Long urged by Senate Armed Services Committee Chairman John McCain, R-Ariz., and House counterpart Rep. Mac Thornberry, R-Texas, “This new organization refocuses the Office of the Secretary of Defense’s principal role from program oversight to that of directing major department investments to ensure integrated, technically superior capability that consistently outpaces the threat.”

But Kendall, now on the board of Leidos Holdings Inc., said the plan “in its essence breaks up an office I think was functioning very well and recreates a situation we had before 1986,”  a reference to the Goldwater-Nichols reforms that streamlined the chain of command to bring the individual military services under the Joint Chiefs. “I was in the Defense Department at that time,” he noted. “The Packard Commission recommended going to a single head to oversee acquisitions. Leadership always matters, but organizations do matter as well,” Kendall continued. This new plan means “going back to an organization that demonstrably failed at that time.”

Kendall faulted the plan for “breaking up the unity of command and breaking up the centrality of effort for acquisition across the department.” The subsequent relationships between the new chief management officer, the two new undersecretaries and the services are unclear, he added, jabbing the services for being too “optimistic” in the past about acquisitions coming in within budget. The new authorities will be “partly on the basis of personalities, and partly on the basis of the organization. I don’t want to see the services getting conflicting directions from different undersecretaries, but it’s almost inevitable,” he said. “They will find the route of least resistance and do whatever it is they prefer.”

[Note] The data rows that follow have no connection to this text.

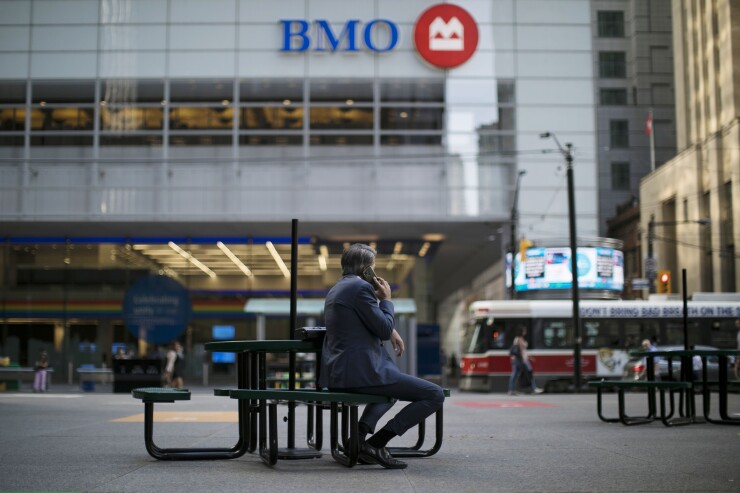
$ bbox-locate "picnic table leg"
[596,387,620,423]
[144,401,247,460]
[388,407,444,458]
[306,402,324,450]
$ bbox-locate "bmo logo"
[414,3,478,68]
[280,3,478,69]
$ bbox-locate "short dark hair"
[342,243,377,276]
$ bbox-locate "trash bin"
[78,365,95,392]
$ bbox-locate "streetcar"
[459,300,740,392]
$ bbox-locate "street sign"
[632,277,650,289]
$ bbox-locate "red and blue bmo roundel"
[414,3,478,68]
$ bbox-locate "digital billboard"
[514,247,624,292]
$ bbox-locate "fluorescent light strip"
[167,241,216,279]
[265,241,290,277]
[216,241,254,277]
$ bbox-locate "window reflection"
[100,135,162,147]
[170,135,231,146]
[31,134,93,147]
[100,106,164,130]
[311,106,373,130]
[170,106,234,130]
[311,79,373,103]
[380,107,444,130]
[380,134,442,146]
[101,79,164,104]
[380,79,445,103]
[31,107,94,130]
[0,108,26,132]
[31,81,95,103]
[239,135,303,146]
[0,81,26,104]
[239,79,303,104]
[311,135,373,146]
[170,80,234,103]
[240,106,303,130]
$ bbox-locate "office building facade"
[0,0,598,374]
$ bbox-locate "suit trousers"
[342,373,445,436]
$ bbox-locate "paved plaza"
[0,385,740,493]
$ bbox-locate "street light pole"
[540,132,581,392]
[645,214,711,294]
[509,170,527,300]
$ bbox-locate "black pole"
[681,269,689,351]
[564,144,581,392]
[288,219,298,449]
[645,214,656,294]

A chief concern, Kendall added, is “breaking up the life cycle of our products between different authorities so the technology and risk reduction at the earlier phases are under a different person than is responsible for putting them into production.”

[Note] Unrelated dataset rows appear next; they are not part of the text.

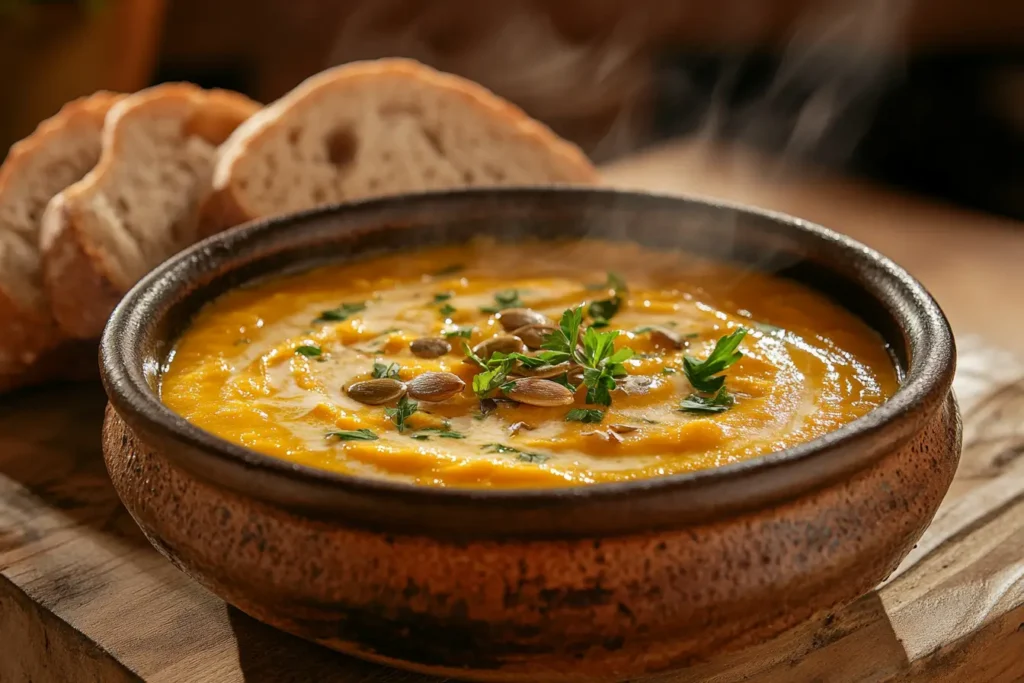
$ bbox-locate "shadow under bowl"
[101,188,961,682]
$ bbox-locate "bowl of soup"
[101,188,961,681]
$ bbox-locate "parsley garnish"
[480,443,551,463]
[313,301,367,323]
[679,328,746,413]
[538,307,633,405]
[480,290,525,313]
[434,263,466,275]
[565,408,604,425]
[413,426,466,441]
[679,386,736,413]
[587,271,629,328]
[384,396,420,433]
[372,360,401,380]
[441,325,473,339]
[462,342,548,398]
[327,429,377,441]
[683,328,746,393]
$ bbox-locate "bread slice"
[0,92,123,391]
[203,59,598,232]
[41,83,259,339]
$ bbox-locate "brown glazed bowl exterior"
[101,188,961,682]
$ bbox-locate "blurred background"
[0,0,1024,218]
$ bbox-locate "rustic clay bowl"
[101,189,961,682]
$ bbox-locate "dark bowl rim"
[99,185,955,532]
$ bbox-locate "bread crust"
[41,83,259,339]
[0,91,124,391]
[201,58,599,234]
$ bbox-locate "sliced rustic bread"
[0,92,122,391]
[41,83,259,339]
[203,59,597,232]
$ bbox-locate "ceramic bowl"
[101,188,961,682]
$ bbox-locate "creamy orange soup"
[160,241,897,488]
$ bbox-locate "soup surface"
[161,241,897,487]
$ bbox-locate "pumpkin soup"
[160,241,897,487]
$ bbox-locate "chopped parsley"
[327,429,377,441]
[587,271,629,328]
[480,290,525,313]
[679,386,736,413]
[480,443,551,463]
[441,325,473,339]
[313,301,367,323]
[384,396,420,433]
[538,307,633,405]
[565,408,604,425]
[372,360,401,380]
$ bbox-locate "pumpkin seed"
[498,308,551,332]
[509,422,535,436]
[505,377,572,408]
[406,373,466,401]
[345,379,406,405]
[463,335,526,365]
[512,323,558,348]
[608,425,640,434]
[409,337,452,358]
[510,360,573,380]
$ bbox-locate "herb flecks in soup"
[161,241,896,487]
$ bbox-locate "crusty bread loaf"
[41,83,259,339]
[203,59,597,233]
[0,92,122,391]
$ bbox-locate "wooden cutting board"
[0,141,1024,683]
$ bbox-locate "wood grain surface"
[0,145,1024,683]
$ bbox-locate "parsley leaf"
[441,325,473,339]
[384,396,420,433]
[373,360,401,380]
[327,429,377,441]
[463,350,519,398]
[679,386,736,413]
[313,301,367,323]
[480,290,525,313]
[480,443,551,463]
[683,328,746,393]
[587,271,629,328]
[565,408,604,425]
[539,307,633,405]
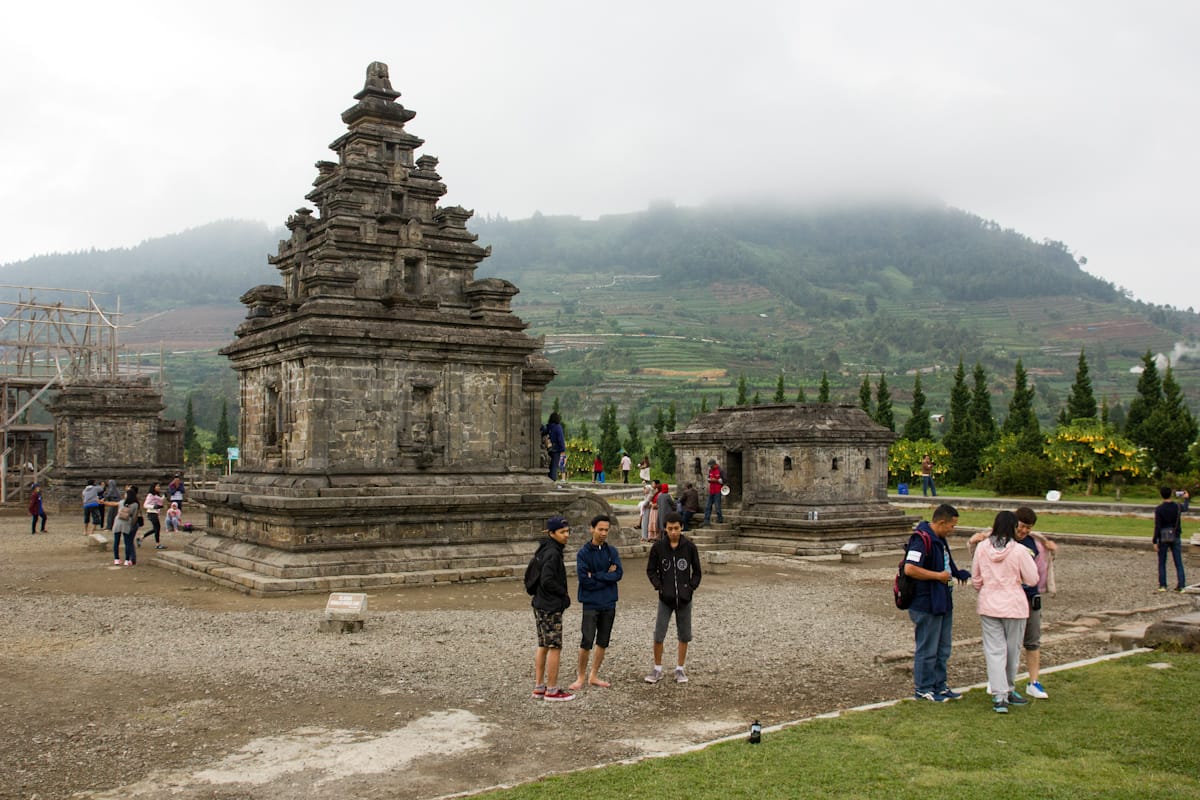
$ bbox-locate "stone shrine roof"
[667,403,896,445]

Still, Kendall said, the Trump administration will have open options for making the arrangement work, adding, “You can overcome bad organization with good leaders.”

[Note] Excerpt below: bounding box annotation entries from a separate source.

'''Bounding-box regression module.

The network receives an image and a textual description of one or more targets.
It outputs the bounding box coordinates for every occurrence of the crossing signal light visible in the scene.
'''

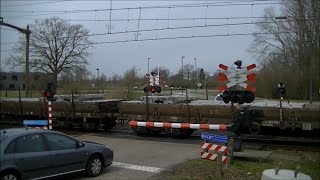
[143,86,149,93]
[222,90,255,104]
[278,82,287,98]
[143,86,161,93]
[43,83,55,101]
[151,86,156,93]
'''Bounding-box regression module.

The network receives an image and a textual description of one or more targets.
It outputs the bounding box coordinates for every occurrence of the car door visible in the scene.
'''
[44,133,88,174]
[14,134,53,179]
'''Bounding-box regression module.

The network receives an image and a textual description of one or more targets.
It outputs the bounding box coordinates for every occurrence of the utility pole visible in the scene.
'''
[148,58,151,74]
[180,56,185,88]
[0,17,31,97]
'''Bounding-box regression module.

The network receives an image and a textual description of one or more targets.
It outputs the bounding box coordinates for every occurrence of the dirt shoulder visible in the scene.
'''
[151,150,320,180]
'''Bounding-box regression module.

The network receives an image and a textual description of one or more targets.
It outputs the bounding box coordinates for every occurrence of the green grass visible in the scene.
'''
[0,91,42,98]
[151,159,320,180]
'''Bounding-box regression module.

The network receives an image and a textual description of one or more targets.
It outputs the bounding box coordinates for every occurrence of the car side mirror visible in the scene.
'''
[77,142,85,148]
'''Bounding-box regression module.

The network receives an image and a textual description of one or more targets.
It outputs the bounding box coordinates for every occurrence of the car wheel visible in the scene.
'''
[86,155,102,177]
[0,172,20,180]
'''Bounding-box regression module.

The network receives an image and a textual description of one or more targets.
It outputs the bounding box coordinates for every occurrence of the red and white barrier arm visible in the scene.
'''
[129,121,231,131]
[48,101,52,129]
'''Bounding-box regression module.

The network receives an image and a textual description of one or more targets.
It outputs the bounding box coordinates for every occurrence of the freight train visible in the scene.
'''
[0,95,320,137]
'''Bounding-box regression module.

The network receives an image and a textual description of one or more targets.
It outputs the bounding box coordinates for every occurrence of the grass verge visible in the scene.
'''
[151,159,320,180]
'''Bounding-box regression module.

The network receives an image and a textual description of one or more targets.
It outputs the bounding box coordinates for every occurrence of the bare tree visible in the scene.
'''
[8,17,91,90]
[249,0,320,99]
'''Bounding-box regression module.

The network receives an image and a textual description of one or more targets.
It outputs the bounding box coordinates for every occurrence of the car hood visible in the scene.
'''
[82,141,112,150]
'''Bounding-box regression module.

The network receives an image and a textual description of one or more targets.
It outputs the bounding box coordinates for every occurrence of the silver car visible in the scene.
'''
[0,128,113,180]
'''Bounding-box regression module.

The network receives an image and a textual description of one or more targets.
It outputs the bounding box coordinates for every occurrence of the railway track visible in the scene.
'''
[0,122,320,152]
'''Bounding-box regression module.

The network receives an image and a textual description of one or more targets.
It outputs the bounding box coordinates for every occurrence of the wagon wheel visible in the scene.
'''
[116,119,129,127]
[249,122,261,134]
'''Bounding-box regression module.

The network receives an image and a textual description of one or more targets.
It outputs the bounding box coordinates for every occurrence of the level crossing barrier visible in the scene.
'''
[129,121,230,131]
[23,101,52,129]
[200,133,234,165]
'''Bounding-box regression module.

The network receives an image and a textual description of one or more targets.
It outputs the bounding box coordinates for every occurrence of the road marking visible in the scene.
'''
[111,162,164,173]
[69,133,97,138]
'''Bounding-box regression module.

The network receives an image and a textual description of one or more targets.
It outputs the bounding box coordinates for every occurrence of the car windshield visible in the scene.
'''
[0,130,8,143]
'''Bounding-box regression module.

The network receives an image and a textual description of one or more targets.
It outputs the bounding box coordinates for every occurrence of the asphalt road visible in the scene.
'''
[71,133,200,180]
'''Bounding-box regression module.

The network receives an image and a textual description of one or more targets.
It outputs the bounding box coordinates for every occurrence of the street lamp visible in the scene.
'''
[148,58,151,74]
[181,56,185,79]
[97,69,99,80]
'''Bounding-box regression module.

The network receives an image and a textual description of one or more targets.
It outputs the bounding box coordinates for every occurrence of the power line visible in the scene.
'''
[0,42,20,46]
[2,0,282,13]
[86,22,274,36]
[4,16,266,22]
[1,0,66,7]
[5,1,282,19]
[0,27,17,32]
[91,32,290,45]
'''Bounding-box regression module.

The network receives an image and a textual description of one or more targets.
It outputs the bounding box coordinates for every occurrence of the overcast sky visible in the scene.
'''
[1,0,279,76]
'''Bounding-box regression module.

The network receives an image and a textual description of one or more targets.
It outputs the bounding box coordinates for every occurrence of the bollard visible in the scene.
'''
[226,139,234,166]
[294,165,301,178]
[217,152,223,179]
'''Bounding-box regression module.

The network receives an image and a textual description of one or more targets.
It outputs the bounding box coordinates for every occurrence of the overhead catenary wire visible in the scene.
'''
[1,21,298,45]
[2,0,283,13]
[1,0,66,7]
[4,2,282,19]
[0,16,272,22]
[90,32,291,45]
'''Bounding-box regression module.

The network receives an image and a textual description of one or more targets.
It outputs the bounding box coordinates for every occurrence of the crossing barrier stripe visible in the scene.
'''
[201,142,228,154]
[129,121,229,131]
[48,101,52,129]
[200,152,227,164]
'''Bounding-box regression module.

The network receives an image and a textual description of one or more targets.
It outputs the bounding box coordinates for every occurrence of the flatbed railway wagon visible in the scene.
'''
[0,98,121,130]
[119,97,320,137]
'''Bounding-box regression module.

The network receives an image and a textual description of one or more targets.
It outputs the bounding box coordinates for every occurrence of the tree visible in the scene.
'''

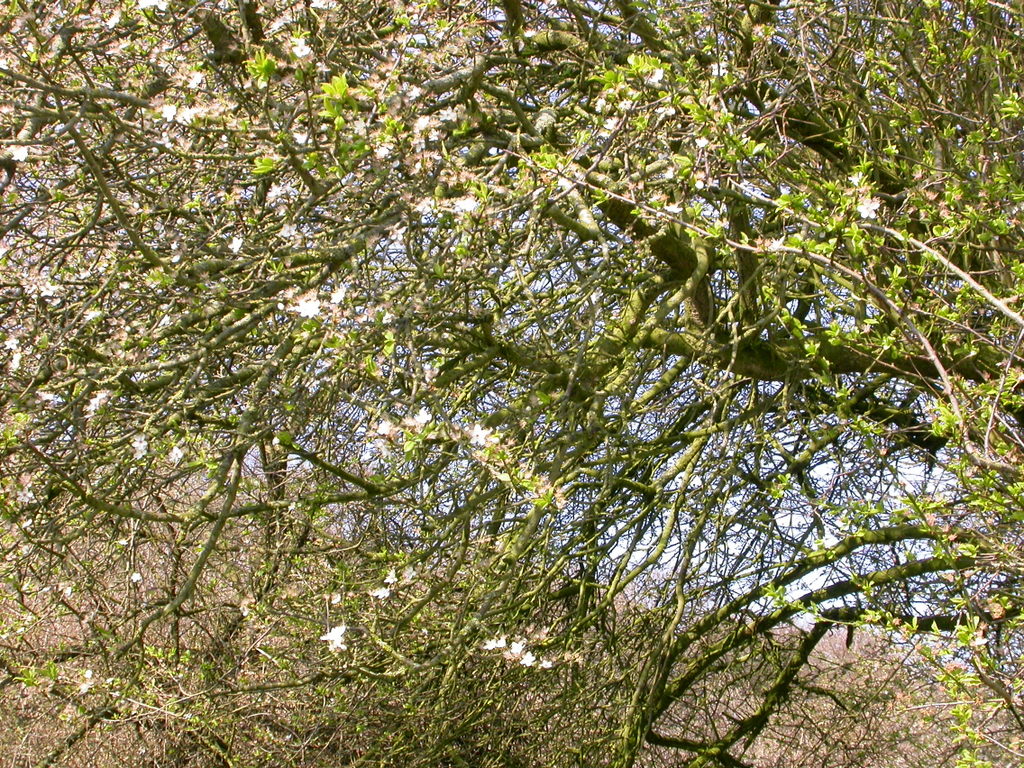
[0,0,1024,768]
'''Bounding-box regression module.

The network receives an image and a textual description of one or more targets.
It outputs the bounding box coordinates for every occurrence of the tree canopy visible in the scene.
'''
[0,0,1024,768]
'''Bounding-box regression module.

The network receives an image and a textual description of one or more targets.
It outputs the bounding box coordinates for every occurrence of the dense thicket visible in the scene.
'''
[0,0,1024,768]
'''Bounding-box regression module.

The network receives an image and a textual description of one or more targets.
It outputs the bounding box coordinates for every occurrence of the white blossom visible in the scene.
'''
[469,424,495,447]
[321,624,348,650]
[288,294,321,317]
[292,37,313,58]
[85,389,111,416]
[644,67,665,85]
[437,106,459,123]
[131,432,150,459]
[78,670,94,693]
[857,197,882,219]
[452,198,480,213]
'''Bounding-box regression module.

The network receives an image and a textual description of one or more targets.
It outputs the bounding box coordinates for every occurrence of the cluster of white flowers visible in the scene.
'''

McCain on Aug. 2 released a statement calling the report “an important step toward improving the defense acquisition system and implementing the significant reforms that Congress has enacted in the past two years. For too many years, the defense acquisition system has taken too long, cost too much, and produced too little, while America’s military technological advantage continues to erode. Congress has shown that we will not tolerate business as usual, with tens of billions of dollars wasted on weapons that deliver too late, or never deliver at all.”

He commended newly arrived Deputy Defense Secretary Patrick Shanahan, who, meeting with reporters just as the report was released, said meeting Congress’ deadline for the report was his top priority.

David Berteau, president and CEO of the 400-contractor Professional Services Council, who once worked for Kendall at the Pentagon, said, “Nothing is doomed to failure, but some things are harder than others.”

The plan’s prospects for new efficiencies and innovation will depend on three questions, he told Government Executive: “Will it actually enhance the performance of the contract process at the front end of designing and developing major systems that cost less on a better schedule?  Will it actually increase the speed and depth of research and bring new technology? And will management sustain the technology to get things done?” which is what affects contractors the most.

If any one of those three demonstrated progress, the plan might prove to have been worth it, Berteau said. “The real problem in acquiring weapons systems and information technology is that we spend twice as much on sustainment and operation as we do on getting them in the first place. There’s little incentive up-front to reduce legacy system costs, and this new structure could increase visibility and attention being paid to those issues.”